Liquor companies positioning themselves to profit from cannabis is one interesting side effect of the legalization movement. In Nevada and California, liquor companies have inserted themselves into legalization efforts. When voters legalized weed in Nevada earlier this year, they also approved a measure giving exclusive licensing power to transport and distribute weed to alcohol wholesalers for the first 18 months. “So basically, according to the text of [the statute], the alcohol distributors get to set up regulated distribution methods,” explained Chris Thompson, executive director for the Las Vegas chapter of the National Organization for the Reform of Marijuana Laws (NORML), in an interview with NBC. After an initial burst of sales at the moment of legalization, sales numbers slumped 20 to 30 percent when stores couldn’t get stock delivered in a timely manner. That’s because few alcohol wholesalers have stepped up to get distribution licenses. Lagging distribution isn’t surprising, considering that the entirety of the liquor industry is federally regulated, and we all know cannabis is still illegal on the federal level. But then the Independent Alcohol Distributors of Nevada went to court to keep the rights exclusively in their hands. Smells like protectionism.

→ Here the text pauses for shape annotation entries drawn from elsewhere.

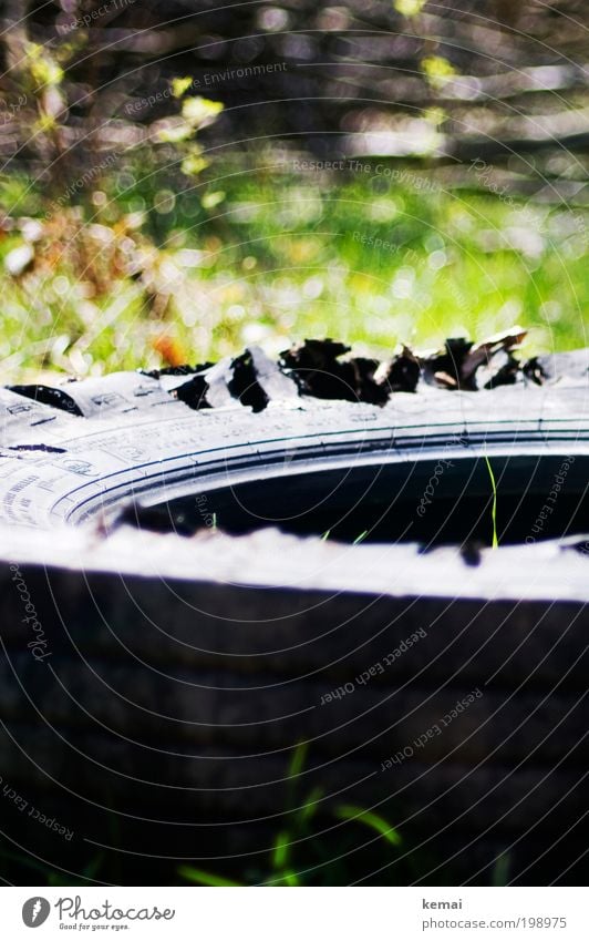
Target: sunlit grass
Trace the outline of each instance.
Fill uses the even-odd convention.
[[[587,344],[579,209],[359,174],[207,173],[166,213],[151,208],[141,180],[115,209],[96,209],[78,270],[63,243],[53,254],[43,244],[32,270],[13,277],[1,260],[22,244],[22,226],[0,242],[6,380],[198,362],[252,342],[276,354],[306,336],[386,355],[400,341],[427,348],[516,321],[530,330],[530,354]],[[133,228],[142,214],[145,235]],[[122,216],[132,228],[118,232],[121,259],[108,238]],[[125,252],[143,266],[133,279]]]

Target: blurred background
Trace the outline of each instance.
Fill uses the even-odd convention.
[[[4,381],[587,345],[580,0],[0,9]]]

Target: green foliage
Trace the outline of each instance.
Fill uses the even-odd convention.
[[[586,342],[585,209],[508,204],[403,167],[395,182],[217,160],[180,184],[170,158],[165,184],[149,151],[114,163],[85,206],[50,218],[39,187],[4,178],[6,381],[202,362],[248,342],[277,352],[306,336],[384,357],[515,321],[529,329],[523,356]],[[11,275],[24,245],[33,258]]]
[[[492,490],[493,490],[493,502],[490,504],[490,522],[492,522],[492,525],[493,525],[492,545],[493,545],[493,549],[498,549],[499,548],[499,539],[498,539],[498,535],[497,535],[497,483],[495,481],[495,474],[493,472],[490,461],[489,461],[489,459],[487,458],[486,454],[485,454],[485,463],[487,466],[488,475],[490,478],[490,487],[492,487]]]

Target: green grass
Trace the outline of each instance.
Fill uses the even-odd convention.
[[[493,549],[499,548],[499,538],[497,535],[497,483],[495,481],[495,474],[493,473],[493,468],[490,467],[490,461],[485,454],[485,463],[487,466],[488,475],[490,479],[490,487],[493,490],[493,502],[490,504],[490,522],[493,526],[493,540],[492,545]]]
[[[487,193],[424,192],[364,174],[301,175],[259,160],[206,173],[184,192],[168,184],[165,200],[155,192],[163,184],[113,175],[113,202],[85,209],[83,257],[53,227],[20,278],[1,262],[22,244],[21,227],[6,235],[6,379],[203,361],[251,342],[277,352],[306,336],[386,355],[399,341],[437,346],[516,321],[530,330],[529,352],[586,344],[580,209],[508,206]],[[13,177],[3,202],[13,217],[42,212]],[[141,257],[143,279],[113,262],[113,231],[123,263]]]

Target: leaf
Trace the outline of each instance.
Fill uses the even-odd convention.
[[[182,116],[196,130],[205,123],[210,124],[223,111],[220,101],[209,101],[208,98],[186,98],[182,104]]]
[[[172,94],[174,98],[182,98],[192,84],[193,78],[190,75],[186,75],[183,79],[172,79]]]
[[[399,847],[403,842],[402,837],[394,827],[391,827],[384,817],[373,814],[372,810],[363,810],[361,807],[354,807],[352,804],[343,804],[335,809],[335,817],[339,817],[340,820],[353,820],[356,824],[363,824],[365,827],[370,827],[371,830],[375,830],[392,846]]]
[[[215,193],[205,193],[200,202],[203,203],[203,208],[214,209],[215,206],[218,206],[219,203],[223,203],[224,200],[225,193],[223,192],[223,190],[218,190]]]
[[[200,155],[200,151],[196,150],[185,157],[180,164],[180,170],[186,176],[198,176],[208,166],[208,161]]]
[[[241,882],[232,882],[231,879],[225,879],[223,876],[216,876],[214,872],[205,872],[204,869],[194,869],[192,866],[180,866],[178,874],[188,882],[196,882],[197,886],[215,886],[217,888],[239,888]]]
[[[194,134],[194,127],[182,119],[175,123],[167,122],[165,127],[157,132],[157,139],[165,144],[182,144],[189,141]]]

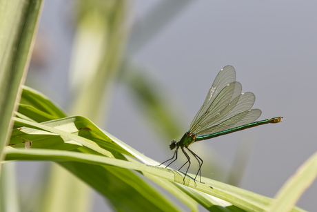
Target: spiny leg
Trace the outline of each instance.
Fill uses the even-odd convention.
[[[184,148],[183,147],[181,147],[181,148],[182,148],[182,151],[184,153],[185,156],[186,156],[186,157],[187,158],[187,162],[185,164],[186,164],[187,162],[190,163],[190,164],[188,165],[187,169],[186,170],[186,173],[185,173],[184,178],[183,179],[183,181],[184,181],[184,184],[185,184],[185,177],[186,177],[186,175],[187,175],[188,169],[190,168],[190,156],[188,156],[187,153],[185,151]],[[183,166],[184,165],[183,165]],[[195,184],[196,184],[196,182],[195,182]]]
[[[194,155],[194,157],[195,157],[195,158],[197,160],[199,164],[199,168],[198,168],[198,171],[197,171],[197,173],[196,174],[195,179],[194,179],[194,181],[196,180],[196,177],[197,177],[198,173],[199,173],[199,180],[200,180],[201,183],[202,183],[201,182],[201,166],[203,166],[203,160],[198,155],[196,155],[195,153],[194,153],[192,151],[191,151],[188,148],[187,148],[187,149],[188,149],[188,151]],[[201,160],[201,164],[199,160]]]
[[[172,157],[171,159],[169,159],[165,162],[163,162],[163,163],[161,163],[161,164],[159,164],[158,166],[161,166],[163,164],[165,164],[165,162],[167,162],[167,161],[170,161],[171,160],[173,160],[174,157],[175,157],[175,155],[176,156],[175,160],[173,160],[172,162],[171,162],[167,166],[166,166],[165,168],[168,167],[168,166],[170,166],[170,164],[172,164],[175,160],[177,160],[177,151],[178,150],[178,146],[176,147],[176,150],[175,151],[175,152],[174,153],[174,155],[173,155],[173,157]]]
[[[184,166],[185,165],[186,165],[187,163],[188,163],[188,160],[187,160],[185,164],[183,164],[183,166],[181,166],[181,168],[178,168],[178,171],[180,171],[181,168],[183,168],[183,166]]]

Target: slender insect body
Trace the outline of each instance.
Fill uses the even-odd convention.
[[[171,142],[170,148],[173,150],[176,148],[173,157],[161,164],[173,160],[166,166],[167,168],[176,161],[178,148],[181,147],[187,161],[178,171],[186,164],[189,164],[183,178],[185,183],[185,178],[191,164],[190,157],[185,151],[185,147],[199,164],[199,168],[194,182],[196,184],[196,178],[199,173],[201,183],[201,168],[203,161],[188,148],[191,144],[256,126],[280,122],[282,117],[254,122],[260,117],[262,112],[259,109],[251,109],[255,101],[254,95],[251,92],[241,93],[241,84],[236,81],[236,71],[234,67],[227,66],[221,69],[216,77],[212,88],[208,90],[203,106],[192,122],[190,130],[178,142]]]

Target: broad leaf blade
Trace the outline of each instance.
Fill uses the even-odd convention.
[[[289,211],[317,177],[317,152],[302,164],[284,184],[269,211]]]

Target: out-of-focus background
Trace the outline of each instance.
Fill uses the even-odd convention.
[[[163,162],[172,157],[170,140],[188,129],[218,72],[232,65],[243,92],[256,95],[254,108],[263,111],[259,119],[280,115],[284,119],[278,124],[198,142],[191,148],[205,162],[203,176],[273,197],[317,151],[317,2],[134,0],[127,1],[125,6],[123,60],[130,68],[110,83],[99,126]],[[74,44],[81,41],[74,24],[78,11],[76,1],[45,2],[26,81],[71,115],[76,113],[70,112],[73,89],[85,76],[84,72],[76,72],[82,66],[72,64]],[[89,42],[86,45],[88,55],[93,57],[94,48]],[[142,83],[161,97],[160,104],[174,117],[173,124],[179,131],[176,135],[149,122],[154,112],[133,92],[138,88],[130,85],[129,71],[141,75],[146,79]],[[18,164],[18,180],[24,193],[32,192],[47,164]],[[197,168],[193,165],[190,172]],[[234,173],[237,177],[232,177]],[[316,196],[315,182],[297,206],[314,211]],[[97,193],[94,197],[92,211],[111,209]]]

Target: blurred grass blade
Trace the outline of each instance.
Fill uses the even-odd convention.
[[[253,139],[245,138],[239,143],[227,183],[239,186],[249,161],[254,146]]]
[[[92,203],[90,188],[56,164],[50,164],[50,173],[43,189],[39,212],[90,211]]]
[[[269,211],[289,211],[317,177],[317,152],[311,155],[277,193]]]
[[[120,79],[127,84],[129,90],[136,97],[136,104],[141,108],[140,110],[147,121],[154,126],[152,128],[155,129],[155,133],[160,136],[166,136],[168,139],[181,135],[183,132],[181,130],[181,122],[177,121],[181,117],[177,117],[175,111],[170,109],[173,101],[167,101],[166,97],[158,91],[162,90],[162,86],[159,86],[157,81],[128,61],[123,66]]]
[[[79,1],[70,73],[72,114],[104,120],[127,36],[127,1]],[[106,99],[107,100],[107,99]]]
[[[0,212],[19,212],[19,203],[15,163],[5,163],[0,177]]]
[[[9,161],[15,160],[49,160],[58,162],[71,161],[92,165],[110,165],[124,168],[134,169],[141,172],[147,172],[157,177],[176,182],[180,186],[183,186],[184,189],[187,189],[187,186],[190,187],[230,202],[236,206],[247,211],[267,211],[269,209],[270,204],[272,202],[272,200],[271,198],[205,177],[202,177],[202,181],[204,182],[205,184],[197,183],[195,186],[195,184],[192,180],[195,175],[193,174],[187,174],[188,177],[185,179],[185,185],[183,185],[183,177],[184,173],[182,172],[158,166],[145,165],[141,163],[109,158],[105,156],[56,150],[32,148],[27,150],[14,149],[10,146],[6,148],[6,160]],[[92,166],[92,167],[103,166]],[[114,168],[119,168],[116,167]],[[76,172],[74,173],[76,173]],[[89,174],[89,173],[87,173],[87,171],[85,171],[84,173],[86,175]],[[95,171],[94,173],[100,174],[102,172]],[[125,175],[125,177],[129,175]],[[105,183],[106,183],[106,182],[105,182]],[[130,184],[134,184],[133,180],[130,182]],[[139,183],[137,184],[139,184]],[[146,197],[148,197],[147,196]],[[297,207],[294,207],[292,211],[297,212],[305,211]]]
[[[171,22],[173,18],[176,17],[191,1],[192,1],[163,0],[158,1],[157,5],[154,6],[142,20],[136,20],[129,41],[129,55],[135,54],[146,46],[150,40],[158,35],[159,31]]]
[[[41,0],[0,1],[0,160],[11,134],[39,22]],[[1,166],[0,166],[1,168]]]

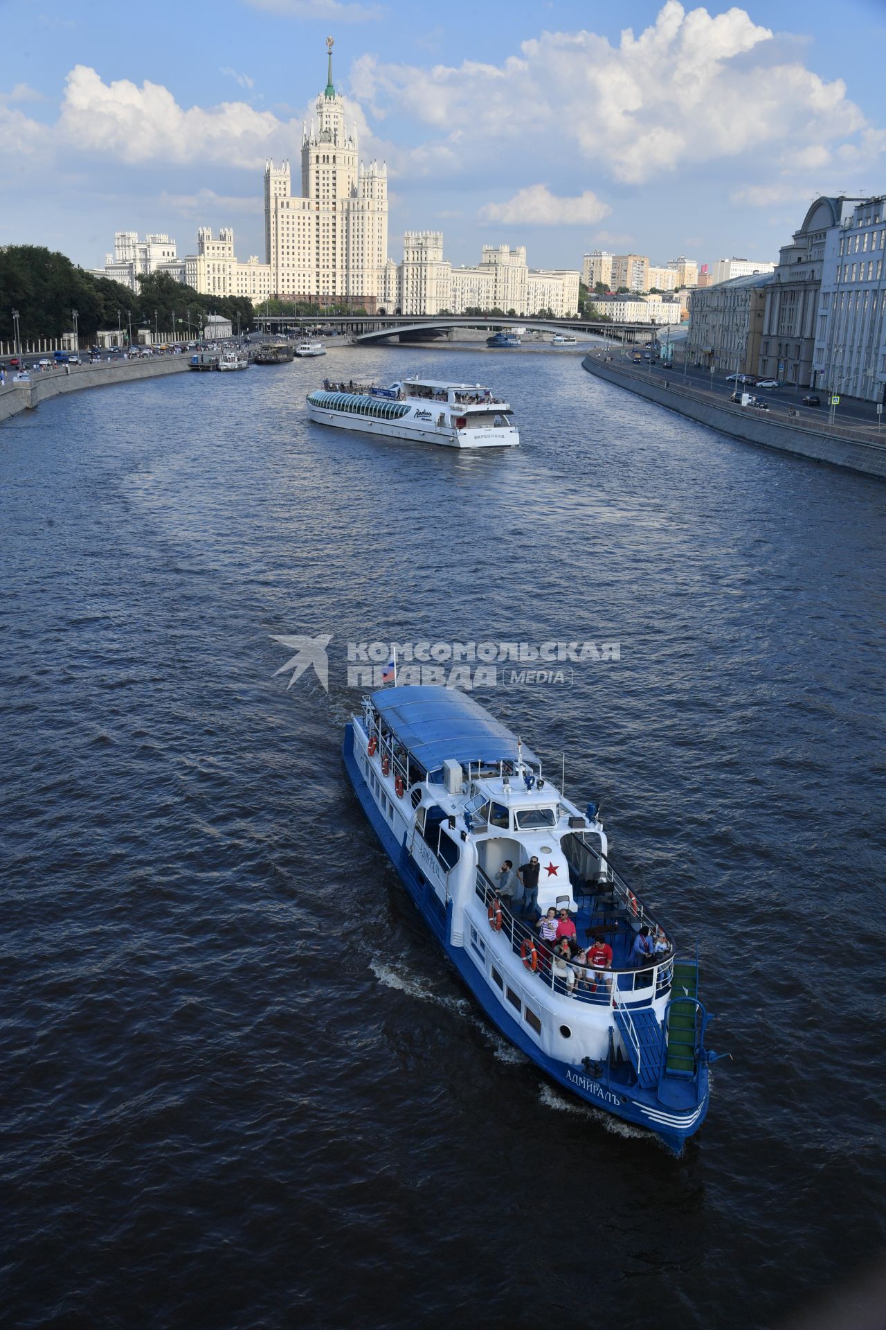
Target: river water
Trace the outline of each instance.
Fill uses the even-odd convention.
[[[522,447],[306,418],[414,371]],[[747,1330],[877,1260],[886,487],[575,355],[365,348],[45,403],[0,500],[4,1323]],[[343,774],[368,640],[620,644],[481,701],[697,939],[732,1060],[680,1160],[429,942]]]

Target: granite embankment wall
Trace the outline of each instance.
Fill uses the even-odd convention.
[[[834,467],[846,467],[866,476],[886,479],[886,444],[840,438],[821,428],[772,420],[765,412],[754,412],[748,407],[705,400],[704,394],[675,386],[665,387],[655,379],[642,378],[640,374],[614,368],[611,362],[594,355],[586,355],[582,366],[607,383],[615,383],[619,388],[636,392],[650,402],[658,402],[669,411],[679,411],[691,420],[699,420],[744,443],[756,443],[762,448],[776,448],[778,452],[792,452],[798,458],[828,462]]]
[[[165,355],[157,360],[112,360],[110,364],[72,364],[70,374],[64,368],[32,374],[31,383],[9,383],[0,388],[0,422],[19,411],[28,411],[54,398],[60,392],[78,392],[81,388],[104,388],[114,383],[132,383],[133,379],[157,379],[162,374],[181,374],[190,368],[186,355]]]

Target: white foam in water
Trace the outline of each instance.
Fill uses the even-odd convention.
[[[644,1132],[639,1127],[632,1127],[612,1113],[602,1113],[599,1108],[591,1108],[590,1104],[583,1104],[578,1099],[561,1095],[553,1085],[542,1085],[539,1097],[545,1108],[555,1108],[558,1113],[578,1113],[579,1117],[590,1117],[594,1123],[604,1127],[607,1132],[612,1132],[614,1136],[623,1136],[630,1141],[650,1140],[650,1132]]]
[[[417,975],[409,974],[408,970],[396,970],[393,966],[385,966],[383,960],[371,960],[369,970],[372,970],[376,979],[387,988],[396,988],[397,992],[409,994],[410,998],[420,998],[421,1001],[433,1001],[438,1007],[445,1007],[446,1011],[464,1013],[470,1009],[470,1003],[466,998],[444,996],[430,987],[429,979],[420,979]]]

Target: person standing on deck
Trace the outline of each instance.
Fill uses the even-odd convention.
[[[535,914],[538,910],[538,855],[533,854],[529,863],[521,864],[517,876],[523,883],[523,915]]]

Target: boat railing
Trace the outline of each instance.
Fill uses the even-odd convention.
[[[642,970],[595,970],[591,966],[578,966],[554,954],[553,947],[542,942],[530,923],[518,919],[498,894],[494,882],[477,864],[476,894],[486,907],[486,916],[493,931],[507,938],[511,951],[521,958],[526,970],[545,983],[553,992],[573,996],[576,1001],[594,1007],[614,1007],[631,999],[632,1007],[647,1007],[671,990],[673,959],[659,960]],[[501,912],[501,930],[498,918]],[[533,951],[535,970],[533,971]],[[570,983],[570,971],[574,982]]]

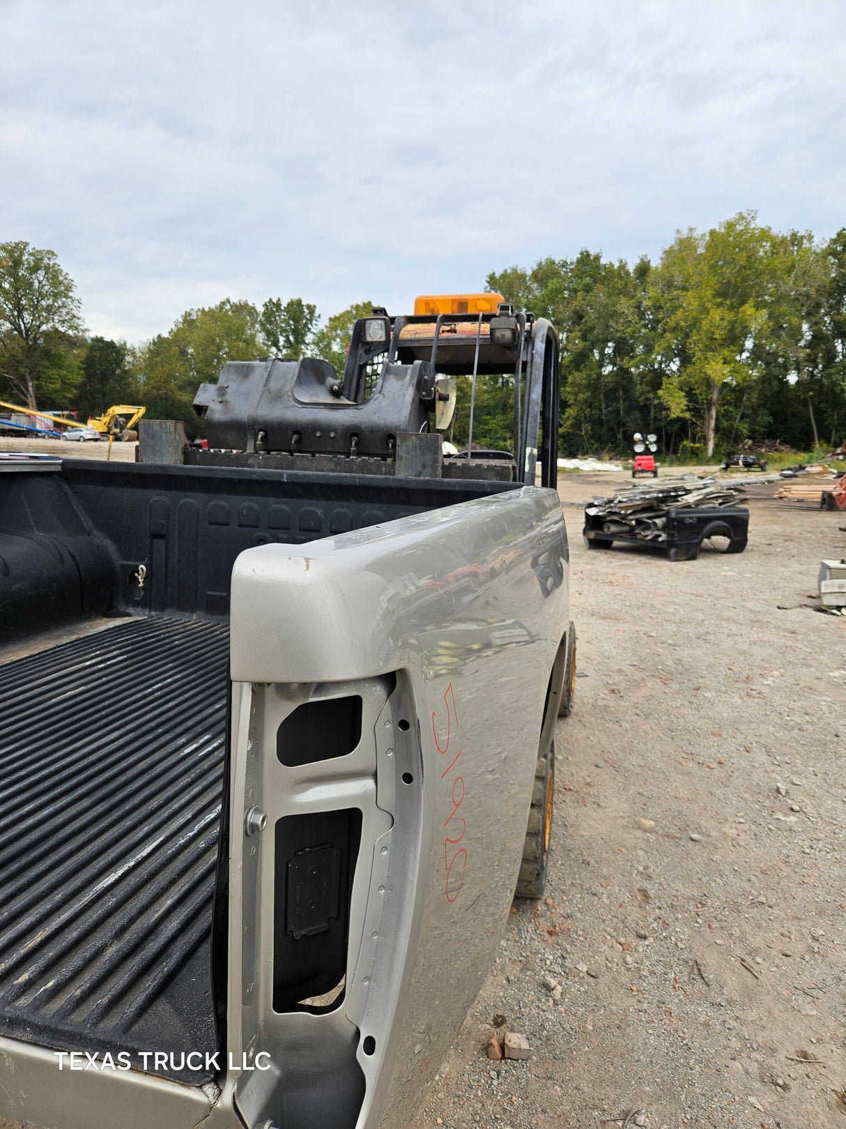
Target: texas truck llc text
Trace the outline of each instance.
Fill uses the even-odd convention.
[[[111,1051],[100,1053],[100,1051],[94,1051],[89,1053],[88,1051],[53,1051],[55,1058],[59,1059],[60,1070],[132,1070],[132,1059],[127,1051],[120,1051],[117,1054],[112,1054]],[[173,1051],[139,1051],[138,1058],[141,1059],[142,1070],[153,1070],[153,1071],[174,1071],[174,1070],[220,1070],[220,1059],[221,1052],[214,1051],[213,1053],[205,1051],[190,1051],[187,1054],[185,1051],[179,1051],[175,1054]],[[65,1065],[65,1059],[68,1064]],[[259,1051],[255,1060],[250,1064],[248,1061],[247,1053],[241,1056],[240,1062],[235,1061],[235,1056],[229,1052],[229,1069],[230,1070],[270,1070],[271,1068],[271,1057],[267,1051]]]

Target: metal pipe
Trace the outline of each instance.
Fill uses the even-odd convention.
[[[435,331],[437,332],[437,331]],[[476,406],[476,373],[478,371],[478,345],[482,340],[482,314],[478,315],[478,326],[476,329],[476,355],[473,358],[473,386],[470,388],[470,428],[467,436],[467,465],[473,458],[473,412]],[[438,338],[435,336],[435,344]]]
[[[434,360],[438,356],[438,338],[441,335],[441,325],[443,324],[443,314],[438,315],[438,321],[434,323],[434,341],[432,341],[432,356],[430,358],[432,362],[432,368],[434,368]]]
[[[517,368],[514,370],[514,462],[522,465],[522,413],[520,411],[520,382],[523,373],[523,341],[526,339],[526,314],[518,314],[520,336],[517,342]]]

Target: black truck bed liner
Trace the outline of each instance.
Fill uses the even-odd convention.
[[[149,616],[3,667],[9,1035],[60,1050],[174,1051],[177,1065],[183,1051],[215,1050],[228,660],[226,625]]]

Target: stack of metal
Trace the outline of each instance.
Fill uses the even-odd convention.
[[[737,506],[746,501],[743,488],[713,478],[684,474],[616,490],[610,498],[594,498],[585,514],[602,519],[602,532],[644,541],[667,541],[667,513],[686,506]],[[596,526],[594,526],[596,527]]]

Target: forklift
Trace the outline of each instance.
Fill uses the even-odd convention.
[[[514,382],[513,450],[473,447],[476,380]],[[456,377],[469,376],[467,449],[443,453]],[[414,313],[381,306],[352,330],[344,371],[305,357],[228,361],[194,410],[208,449],[186,463],[267,470],[470,479],[555,487],[558,336],[544,317],[515,313],[500,294],[424,295]]]

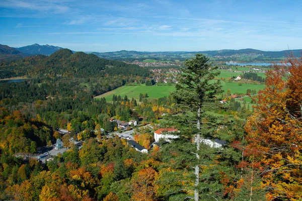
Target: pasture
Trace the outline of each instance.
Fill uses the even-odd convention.
[[[225,82],[221,80],[222,89],[224,92],[226,92],[228,89],[231,90],[232,93],[246,93],[247,89],[249,88],[251,90],[255,89],[257,91],[259,89],[262,89],[265,85],[263,84],[255,85],[252,84],[243,83],[240,86],[236,82]],[[146,86],[144,84],[140,86],[122,86],[113,90],[107,92],[102,95],[95,97],[95,98],[101,98],[105,97],[107,101],[112,100],[113,94],[120,95],[122,98],[127,95],[128,98],[131,99],[132,97],[137,101],[139,99],[139,93],[147,93],[149,99],[158,98],[161,97],[168,96],[170,92],[175,90],[174,85],[168,86]]]
[[[146,86],[144,84],[140,86],[122,86],[113,90],[107,92],[95,97],[95,98],[101,98],[105,97],[107,101],[112,101],[113,94],[120,95],[124,98],[127,95],[128,98],[131,99],[132,97],[137,101],[139,99],[139,93],[147,93],[148,98],[158,98],[165,96],[168,96],[170,92],[175,90],[175,86]]]

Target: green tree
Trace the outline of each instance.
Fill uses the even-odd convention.
[[[187,137],[195,138],[196,152],[194,153],[196,155],[195,200],[198,200],[199,197],[201,136],[204,136],[209,130],[208,125],[203,121],[205,112],[204,107],[207,104],[211,104],[211,102],[215,99],[215,95],[222,91],[220,80],[214,81],[214,78],[220,74],[220,71],[217,70],[217,66],[208,62],[209,60],[202,54],[196,54],[195,57],[187,60],[184,63],[186,68],[182,69],[183,72],[179,79],[179,83],[176,84],[176,91],[172,93],[173,97],[177,101],[177,107],[182,109],[183,112],[185,111],[185,116],[187,117],[180,120],[184,123],[184,125],[187,125],[186,128],[184,127],[187,132],[180,131],[180,135],[191,133],[193,135]],[[188,129],[191,132],[188,132]]]

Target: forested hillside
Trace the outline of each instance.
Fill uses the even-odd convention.
[[[58,50],[49,56],[39,55],[11,63],[2,63],[0,68],[3,70],[0,71],[2,77],[8,71],[18,76],[31,77],[101,77],[106,75],[146,77],[148,75],[147,69],[137,65],[102,59],[94,54],[81,52],[73,54],[67,49]]]
[[[32,77],[0,84],[0,200],[300,200],[301,60],[289,58],[265,80],[246,74],[266,85],[253,109],[222,91],[201,54],[169,96],[110,102],[93,97],[147,71],[67,49],[10,63]],[[153,143],[158,130],[169,137]]]

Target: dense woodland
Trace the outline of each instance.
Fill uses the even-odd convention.
[[[146,69],[136,65],[102,59],[94,54],[87,54],[82,52],[73,54],[67,49],[58,50],[49,56],[38,55],[10,63],[3,62],[0,63],[0,66],[7,71],[11,69],[18,76],[27,75],[35,78],[148,75]],[[4,77],[4,75],[0,76]]]
[[[0,84],[0,200],[299,200],[301,60],[290,58],[266,73],[253,110],[234,98],[219,103],[228,92],[201,54],[186,61],[169,97],[112,102],[93,97],[144,82],[147,70],[66,49],[3,63],[31,78]],[[141,153],[99,132],[118,130],[112,118],[173,127],[179,137],[151,148],[152,132],[133,128],[134,140],[149,149]],[[57,127],[71,132],[62,136]],[[84,142],[81,149],[71,137]],[[46,164],[17,157],[58,138],[69,149]],[[212,148],[201,138],[227,144]]]

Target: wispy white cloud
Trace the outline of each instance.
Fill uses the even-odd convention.
[[[17,24],[17,26],[14,27],[15,28],[27,28],[27,27],[47,27],[45,25],[26,25],[24,26],[22,24],[18,23]]]
[[[113,19],[108,20],[105,23],[105,25],[115,26],[119,27],[128,27],[129,26],[133,26],[133,25],[135,25],[140,21],[140,20],[139,19],[130,18],[113,18]]]
[[[107,46],[109,45],[107,44],[103,43],[53,43],[51,45],[59,47],[76,47],[76,46]]]
[[[68,25],[82,25],[86,22],[89,20],[93,19],[91,17],[82,17],[78,20],[72,20],[69,21],[66,21],[64,23],[64,24]]]
[[[61,2],[37,0],[2,0],[0,2],[0,7],[41,12],[50,11],[56,13],[65,13],[69,9],[67,6],[62,5]]]
[[[139,29],[138,27],[119,27],[119,28],[99,28],[98,30],[134,30]]]
[[[158,28],[159,30],[170,30],[171,29],[171,26],[170,25],[162,25]]]

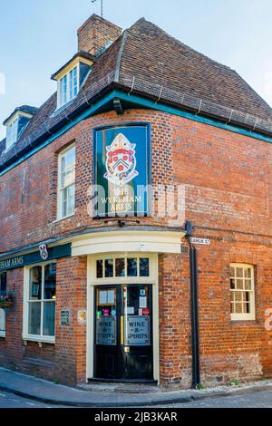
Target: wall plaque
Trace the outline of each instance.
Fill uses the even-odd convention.
[[[61,324],[62,325],[69,325],[71,323],[70,319],[70,311],[67,309],[63,309],[61,311]]]
[[[96,344],[116,344],[116,316],[96,316]]]

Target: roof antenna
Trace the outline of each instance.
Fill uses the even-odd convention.
[[[92,3],[95,3],[97,0],[92,0]],[[101,17],[103,17],[103,0],[100,0],[101,2]]]

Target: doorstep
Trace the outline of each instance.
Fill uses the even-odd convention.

California is about to go through the same process, having embraced the same kind of mandatory distribution. The Teamsters Union supports it, as does the Marijuana Policy Project, a Libertarian-leaning advocacy group. The whole country needs to keep its eyes on what happens with our neighbors to the south, as the state is set to become the largest retail cannabis market in the country and maybe in the world.

“It’s a payoff to the liquor industry,” Stephen DeAngelo, owner of the largest dispensary in the country and co-founder of the testing facility Steep Hill Labs, told Politico. “They’re using the same strategies, drawing from the same capital pool, and they have the same problematic culture as the liquor industry. There’s a thin fig leaf of being independent, but in fact this is the alcohol industry making a play for cannabis.”